Cell Growth Differ. 2001 Jun;12(6):297-306.
Oncogenic Ras induces cells to undergo apoptosis after inhibition of protein kinase C (PKC) activity. The integration of differential signaling pathways is required for full execution of apoptosis. In this study, we used Jurkat as well as Fas/FADD-defective cell lines expressing v-ras to determine the upstream elements required for activation of the caspase cascade in PKC/Ras-mediated apoptosis. During this Ras-induced apoptotic process, caspase-8 was activated, possibly through its binding to Fas-associated death domain (FADD), in Jurkat/ras and Jurkat/Fas(m)/ras cells but not in Jurkat/FADD(m)/ras cells. c-Jun NH(2)-terminal kinase (JNK) was activated in all three cell lines expressing ras in response to apoptotic stimulation. Suppression of JNK by dn-JNK1 blocked the interaction of FADD and caspase-8 and partially protected Jurkat/ras and Jurkat/Fas(m)/ras cells from apoptosis. However, dn-JNK1 had no effect on PKC/Ras-induced apoptosis in Jurkat/FADD(m)/ras cells. The results indicate that FADD/caspase-8 signaling is involved in PKC/Ras-mediated apoptosis, and JNK may be an upstream effector of caspase activation.

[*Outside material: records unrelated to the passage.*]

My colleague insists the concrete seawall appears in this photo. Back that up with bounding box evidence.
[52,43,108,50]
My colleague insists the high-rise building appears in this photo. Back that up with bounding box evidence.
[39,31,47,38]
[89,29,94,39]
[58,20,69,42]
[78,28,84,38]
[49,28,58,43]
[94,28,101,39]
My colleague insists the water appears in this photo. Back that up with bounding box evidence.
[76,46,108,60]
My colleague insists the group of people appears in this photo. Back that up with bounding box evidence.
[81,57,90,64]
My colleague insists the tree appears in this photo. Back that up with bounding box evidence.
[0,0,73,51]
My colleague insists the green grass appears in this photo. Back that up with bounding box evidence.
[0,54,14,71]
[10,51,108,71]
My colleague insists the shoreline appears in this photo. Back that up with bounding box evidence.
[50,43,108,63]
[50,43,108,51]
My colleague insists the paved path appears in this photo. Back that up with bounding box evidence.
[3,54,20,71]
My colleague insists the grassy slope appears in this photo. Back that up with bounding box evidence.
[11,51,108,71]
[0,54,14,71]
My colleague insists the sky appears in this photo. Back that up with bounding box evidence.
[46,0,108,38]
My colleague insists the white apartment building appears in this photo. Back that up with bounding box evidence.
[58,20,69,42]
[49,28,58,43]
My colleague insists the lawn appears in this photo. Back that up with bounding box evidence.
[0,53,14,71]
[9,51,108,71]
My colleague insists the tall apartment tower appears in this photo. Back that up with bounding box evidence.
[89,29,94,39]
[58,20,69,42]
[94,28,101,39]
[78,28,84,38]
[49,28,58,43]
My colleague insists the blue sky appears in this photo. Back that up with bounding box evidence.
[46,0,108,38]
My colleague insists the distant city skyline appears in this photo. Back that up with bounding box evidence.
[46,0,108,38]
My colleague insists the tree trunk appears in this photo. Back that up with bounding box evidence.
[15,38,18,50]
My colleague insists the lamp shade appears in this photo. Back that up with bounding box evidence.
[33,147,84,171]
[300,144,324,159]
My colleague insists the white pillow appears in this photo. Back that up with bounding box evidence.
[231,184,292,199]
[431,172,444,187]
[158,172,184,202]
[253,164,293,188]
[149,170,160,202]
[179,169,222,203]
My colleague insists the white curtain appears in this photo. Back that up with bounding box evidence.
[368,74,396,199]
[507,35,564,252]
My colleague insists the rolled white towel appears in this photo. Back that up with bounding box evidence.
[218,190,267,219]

致癌性Ras在抑制蛋白激酶C(PKC)活性后诱导细胞发生凋亡。凋亡的完全执行需要不同信号通路的整合。在本研究中,我们使用Jurkat细胞以及表达v-ras的Fas/FADD缺陷细胞系来确定PKC/Ras介导的凋亡中激活半胱天冬酶级联反应所需的上游元件。在这种Ras诱导的凋亡过程中,半胱天冬酶-8在Jurkat/ras和Jurkat/Fas(m)/ras细胞中被激活,可能是通过其与Fas相关死亡结构域(FADD)结合,但在Jurkat/FADD(m)/ras细胞中未被激活。c-Jun氨基末端激酶(JNK)在所有三种表达ras的细胞系中响应凋亡刺激而被激活。通过dn-JNK1抑制JNK可阻断FADD与半胱天冬酶-8的相互作用,并部分保护Jurkat/ras和Jurkat/Fas(m)/ras细胞免于凋亡。然而,dn-JNK1对Jurkat/FADD(m)/ras细胞中PKC/Ras诱导的凋亡没有影响。结果表明,FADD/半胱天冬酶-8信号传导参与PKC/Ras介导的凋亡,并且JNK可能是半胱天冬酶激活的上游效应器。